We’ve actually already tested the new version in a Nexus 5 and, despite the new keyboard and lock screen notifications, aesthetically there are very few changes.
Android Wear SDK was first announced back in March, but this week we got to see its wearable functionality in action. The touchscreen allows users to swipe between Google Now cards and utilize “OK Google” voice commands to send text messages, make phone calls, set alarms and other tasks. The new material design is leveraged in the Android Wear platform new app installs will sync automatically across devices when downloaded from the Google Play store.
The first 3 Android Wear devices launched yesterday were the LG G Watch, Samsung Gear Live and the Moto360 (launching late-Summer 2014).
Each good turn deserves another, and Google’s answer to Apple’s CarPlay is no exception. Android Auto will allow drivers to stay safe on the road by going 100% voice-activated. Compatible cars will automatically connect to your smartphone and the Android Auto UI will appear on the car’s dashboard screen so drivers can access navigation, text messages, location-based services and phone calls while keeping their eyes on the road and their hands on the wheel.
Google will integrate Android Auto with participating auto manufacturers, such as Audi, GM, Honda and Hyundai, through the Open Automotive Alliance. The Android Auto SDK is expected to be available to third-party developers and manufacturers later this year.
Not about to give the living room experience away, Android TV will connect all of your favorite entertainment options into one seamless experience allowing users to stream live TV, YouTube clips, and Google Play video games onto your home television. Not only will your devices talk to your home theater, but now you can control the whole production from your new Android-powered smartwatch.
Keeping with the integration trend and not to be outdone by Apple’s HealthKit, Google previewed their new GoogleFit platform, an open, multi-OS API to the delight of fitness apps, trackers and smart devices creators everywhere. Much like HealthKit, Google positions their main role in the health tech world as the aggregator collecting info from the multitude of players in the health hardware space. Early partners include Adidas, Nike and Withings.
Google Glass and Google+
No skydiving videos this year. Google Glass and Google+ were mysteriously absent during the 2014 I/O agenda. It was especially surprising given that last year there were 15 sessions devoted to Google+ alone. When asked why, a Google spokesperson said only that Google+ didn’t fall into the main themes of the 2014 conference: Design, Develop and Distribute. As for Glass, perhaps it’s trying to stem the tide of some recent negative press and privacy concerns, however hilarious they might be.
Google VR Kit
Perhaps the biggest surprise of the two-day event was the Cardboard, Google’s ghetto version of the Oculus Rift VR kit. Don’t laugh, the crude cardboard cutout ($20+ shipping) will actually give developers a quick and dirty vehicle to connect their smartphones to and mess around with new VR applications.
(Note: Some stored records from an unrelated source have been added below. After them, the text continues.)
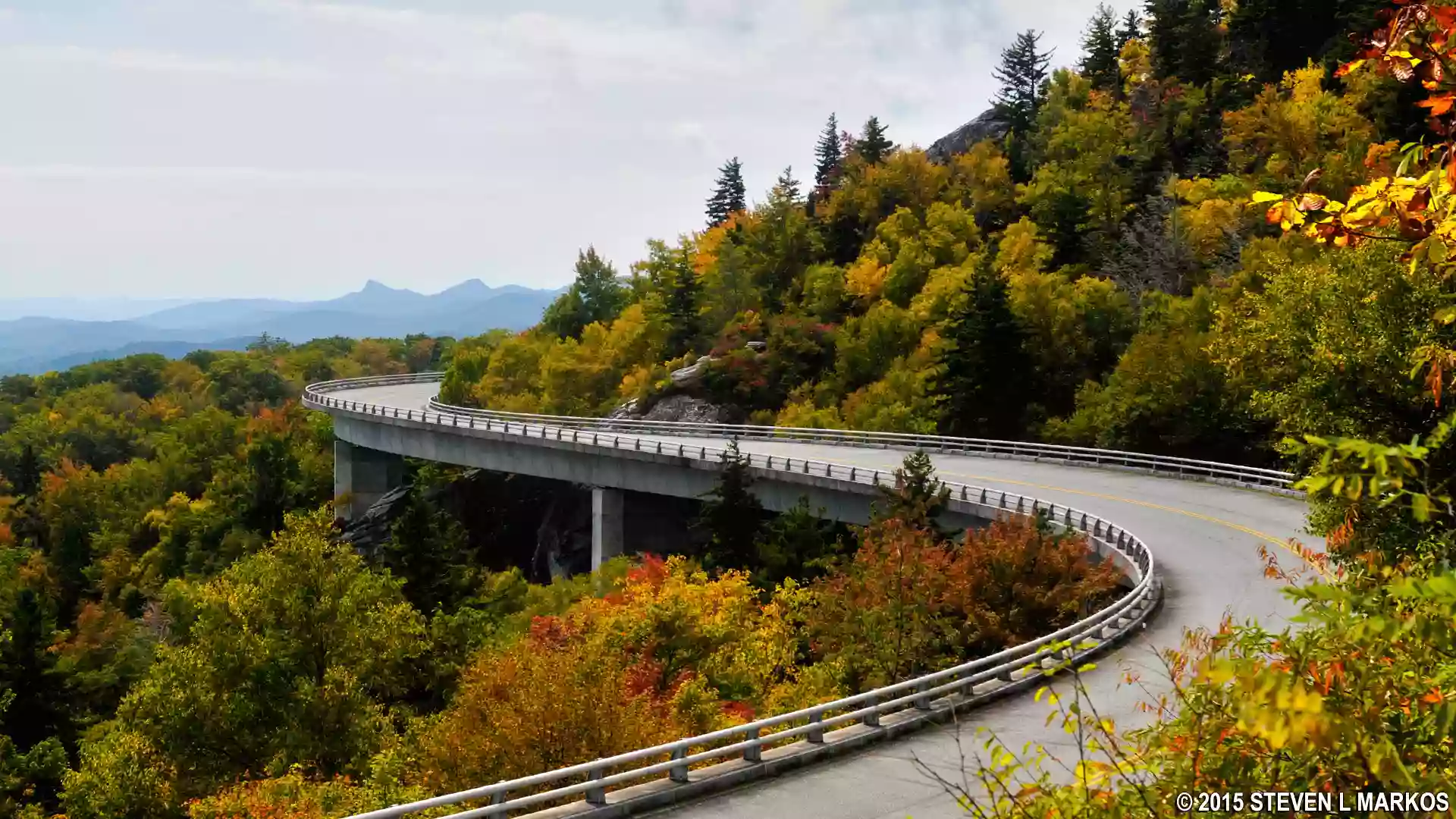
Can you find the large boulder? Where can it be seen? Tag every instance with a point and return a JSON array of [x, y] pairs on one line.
[[685, 409], [692, 375], [989, 126]]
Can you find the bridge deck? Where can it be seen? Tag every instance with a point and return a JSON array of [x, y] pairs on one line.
[[1204, 537]]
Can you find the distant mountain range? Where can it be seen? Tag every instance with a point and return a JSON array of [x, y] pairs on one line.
[[69, 335]]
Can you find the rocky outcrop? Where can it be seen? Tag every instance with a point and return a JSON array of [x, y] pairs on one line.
[[372, 529], [564, 537], [685, 409], [691, 376], [989, 126], [673, 409]]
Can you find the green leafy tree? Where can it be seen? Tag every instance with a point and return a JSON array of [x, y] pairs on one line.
[[730, 194], [1101, 50], [289, 657], [986, 366], [595, 297], [873, 145]]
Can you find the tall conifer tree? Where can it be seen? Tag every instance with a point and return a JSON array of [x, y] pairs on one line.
[[827, 158], [1022, 74], [1131, 28], [986, 366], [874, 146], [1101, 50], [682, 308], [730, 194], [1185, 39]]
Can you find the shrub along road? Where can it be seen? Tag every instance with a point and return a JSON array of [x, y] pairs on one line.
[[1204, 537]]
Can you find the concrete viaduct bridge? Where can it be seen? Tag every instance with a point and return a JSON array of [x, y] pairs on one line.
[[1193, 560]]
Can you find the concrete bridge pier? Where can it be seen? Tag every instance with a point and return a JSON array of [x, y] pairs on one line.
[[363, 475], [606, 525]]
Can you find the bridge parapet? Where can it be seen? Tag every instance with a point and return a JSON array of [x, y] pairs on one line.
[[778, 742]]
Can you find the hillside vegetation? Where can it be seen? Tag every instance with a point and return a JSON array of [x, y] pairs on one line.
[[1201, 240]]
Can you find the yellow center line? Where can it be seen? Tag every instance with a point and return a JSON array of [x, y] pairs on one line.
[[1158, 506]]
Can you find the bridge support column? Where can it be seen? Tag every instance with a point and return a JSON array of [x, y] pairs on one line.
[[606, 526], [363, 475]]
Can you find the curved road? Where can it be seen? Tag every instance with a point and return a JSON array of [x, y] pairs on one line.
[[1204, 538]]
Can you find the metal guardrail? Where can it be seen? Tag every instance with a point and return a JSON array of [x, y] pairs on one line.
[[943, 689], [1251, 477]]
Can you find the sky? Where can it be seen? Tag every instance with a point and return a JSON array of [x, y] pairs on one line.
[[299, 148]]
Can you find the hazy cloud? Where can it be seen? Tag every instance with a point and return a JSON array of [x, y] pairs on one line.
[[296, 148]]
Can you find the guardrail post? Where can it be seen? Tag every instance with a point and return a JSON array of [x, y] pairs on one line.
[[816, 735], [922, 703], [596, 796], [753, 752]]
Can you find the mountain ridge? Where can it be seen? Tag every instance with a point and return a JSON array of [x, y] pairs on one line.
[[36, 344]]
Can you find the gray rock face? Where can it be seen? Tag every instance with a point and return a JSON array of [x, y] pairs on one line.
[[685, 409], [372, 529], [692, 375], [984, 127], [564, 537]]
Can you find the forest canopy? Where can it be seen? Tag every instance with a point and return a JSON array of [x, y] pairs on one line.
[[1216, 235]]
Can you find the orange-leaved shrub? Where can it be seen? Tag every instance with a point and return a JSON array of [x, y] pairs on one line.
[[670, 654], [909, 604]]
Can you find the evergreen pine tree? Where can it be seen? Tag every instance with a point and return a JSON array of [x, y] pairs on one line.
[[786, 188], [27, 472], [595, 297], [1101, 50], [730, 194], [918, 496], [682, 309], [874, 146], [1185, 39], [827, 158], [733, 518], [986, 366], [1131, 28], [1022, 74]]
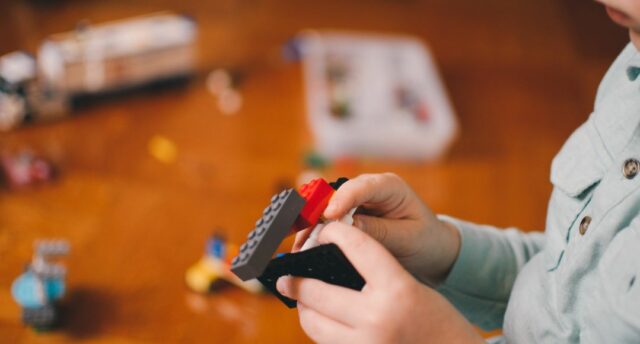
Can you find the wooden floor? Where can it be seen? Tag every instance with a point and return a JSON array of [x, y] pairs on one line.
[[521, 75]]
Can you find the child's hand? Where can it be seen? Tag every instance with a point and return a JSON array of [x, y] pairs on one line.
[[394, 215], [391, 308]]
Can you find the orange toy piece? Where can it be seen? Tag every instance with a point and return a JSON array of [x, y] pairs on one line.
[[317, 194]]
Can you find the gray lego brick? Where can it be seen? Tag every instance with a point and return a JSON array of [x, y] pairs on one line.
[[263, 241]]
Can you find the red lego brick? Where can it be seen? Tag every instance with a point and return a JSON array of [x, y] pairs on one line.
[[317, 194]]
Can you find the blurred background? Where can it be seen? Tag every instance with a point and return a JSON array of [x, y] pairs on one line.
[[137, 179]]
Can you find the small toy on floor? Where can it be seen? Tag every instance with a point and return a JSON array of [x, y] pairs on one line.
[[292, 211], [214, 266], [42, 285], [25, 168]]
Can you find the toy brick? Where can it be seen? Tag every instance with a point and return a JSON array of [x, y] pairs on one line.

Despite the sporadic protestor interruptions calling for the head of Jack Halprin or claiming the tech giant is becoming a real-life Skynet, the 2014 Google I/O conference was an incredibly ambitious and monumental event. For the first time, Google put the ultimate focus on connectivity, integration and seamless interaction across devices. The Android of tomorrow will live just below the surface, instantly and automatically adjusting itself to whichever device and activity we need. There are a lot of moving parts to this year’s I/O conference and, if the WWDC wasn’t enough, now we have plenty more innovation to digest this summer.